All in all, she’s been working in the cafeteria on campus for over four decades, moving from baker to cooking to her current post: breakfast. She’s also quick to admit that, when she first took that position as a baker, she never would have expected to still be here, forty years later.

Roylene Baxter has been working in the OKWU cafeteria for more than four decades.

It’s the interaction with students that makes the job special, Baxter says – especially seeing former students come back to campus and greet her. Even now, alumni returning for Homecoming often stop by the cafeteria to say hi – and maybe to remind her of a cake or pie she made once that stuck out to them.

“I got to know some of the kids throughout the years,” she said. “The students, they just make it fun.”

She’s also very appreciative of OKWU itself, and for what the university has stood for over the years. “[It’s] the people and the basis of what they teach and believe in,” she said. “When they get together, there’s a harmonizing there.”

There are a lot of things Baxter wishes students knew about the love and care that goes into meal preparation by the whole cafeteria staff – daily early mornings in the kitchen, the joy they take in seeing the same students every day – but one fact in particular sticks out.

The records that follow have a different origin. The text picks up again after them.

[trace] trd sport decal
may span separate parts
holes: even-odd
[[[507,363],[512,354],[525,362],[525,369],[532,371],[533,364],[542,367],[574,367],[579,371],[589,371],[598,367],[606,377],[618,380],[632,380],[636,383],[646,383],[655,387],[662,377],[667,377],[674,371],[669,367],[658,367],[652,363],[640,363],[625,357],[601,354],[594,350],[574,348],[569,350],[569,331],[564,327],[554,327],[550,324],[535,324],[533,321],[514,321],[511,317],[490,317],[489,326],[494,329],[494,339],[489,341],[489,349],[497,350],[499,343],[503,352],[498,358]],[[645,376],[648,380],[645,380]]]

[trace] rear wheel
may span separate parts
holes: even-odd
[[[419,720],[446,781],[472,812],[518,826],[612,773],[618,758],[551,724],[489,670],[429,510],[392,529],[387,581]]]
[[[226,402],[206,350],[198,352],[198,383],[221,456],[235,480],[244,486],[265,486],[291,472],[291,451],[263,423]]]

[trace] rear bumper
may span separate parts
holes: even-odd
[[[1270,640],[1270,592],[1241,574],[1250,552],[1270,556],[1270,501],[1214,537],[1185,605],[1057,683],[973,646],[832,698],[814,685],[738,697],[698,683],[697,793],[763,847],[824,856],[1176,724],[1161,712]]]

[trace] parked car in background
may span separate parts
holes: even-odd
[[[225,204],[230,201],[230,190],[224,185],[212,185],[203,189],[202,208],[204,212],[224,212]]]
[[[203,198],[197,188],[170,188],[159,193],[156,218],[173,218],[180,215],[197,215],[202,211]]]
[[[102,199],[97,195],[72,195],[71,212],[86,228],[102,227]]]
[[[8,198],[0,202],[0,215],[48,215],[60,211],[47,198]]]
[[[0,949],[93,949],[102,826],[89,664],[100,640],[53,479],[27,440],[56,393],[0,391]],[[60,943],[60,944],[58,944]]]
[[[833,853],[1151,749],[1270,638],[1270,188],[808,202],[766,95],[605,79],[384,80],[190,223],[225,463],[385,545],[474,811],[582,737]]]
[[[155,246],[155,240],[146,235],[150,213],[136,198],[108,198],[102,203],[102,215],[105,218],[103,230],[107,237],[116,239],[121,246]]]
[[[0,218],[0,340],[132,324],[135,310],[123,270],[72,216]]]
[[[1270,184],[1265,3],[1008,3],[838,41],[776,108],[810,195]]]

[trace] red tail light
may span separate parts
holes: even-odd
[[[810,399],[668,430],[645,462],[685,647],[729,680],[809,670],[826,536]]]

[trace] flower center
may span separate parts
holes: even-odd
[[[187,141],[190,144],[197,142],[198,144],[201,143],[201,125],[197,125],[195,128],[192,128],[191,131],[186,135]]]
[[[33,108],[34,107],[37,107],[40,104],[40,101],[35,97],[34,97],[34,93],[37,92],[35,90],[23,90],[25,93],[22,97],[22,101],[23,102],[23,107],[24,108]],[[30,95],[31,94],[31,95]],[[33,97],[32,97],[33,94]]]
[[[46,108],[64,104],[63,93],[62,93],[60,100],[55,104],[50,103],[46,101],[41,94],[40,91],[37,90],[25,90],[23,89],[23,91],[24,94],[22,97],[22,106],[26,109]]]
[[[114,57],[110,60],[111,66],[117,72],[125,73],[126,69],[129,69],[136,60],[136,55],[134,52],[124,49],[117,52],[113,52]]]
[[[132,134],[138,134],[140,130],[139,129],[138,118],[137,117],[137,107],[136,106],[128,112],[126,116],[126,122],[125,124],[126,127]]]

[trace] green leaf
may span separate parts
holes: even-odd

“The eggs!” she said, laughing. “They always think they’re fake eggs, but they’re real eggs.”

And, she points out, the preparation of those eggs is rather intense. “It takes a while.”

In her free time, Baxter loves to read, cross-stitch, and spend as much time as she can outdoors. She’s got two dogs, as well, and between her family at home, her family at OKWU, and her relationship with Christ, her life is full.

“Follow Jesus. Read your Bible, pray. Stay close to Him,” she said. “That’s the biggest thing I can think of.”

“I got to know some of the kids throughout the years. The students, they just make it fun.”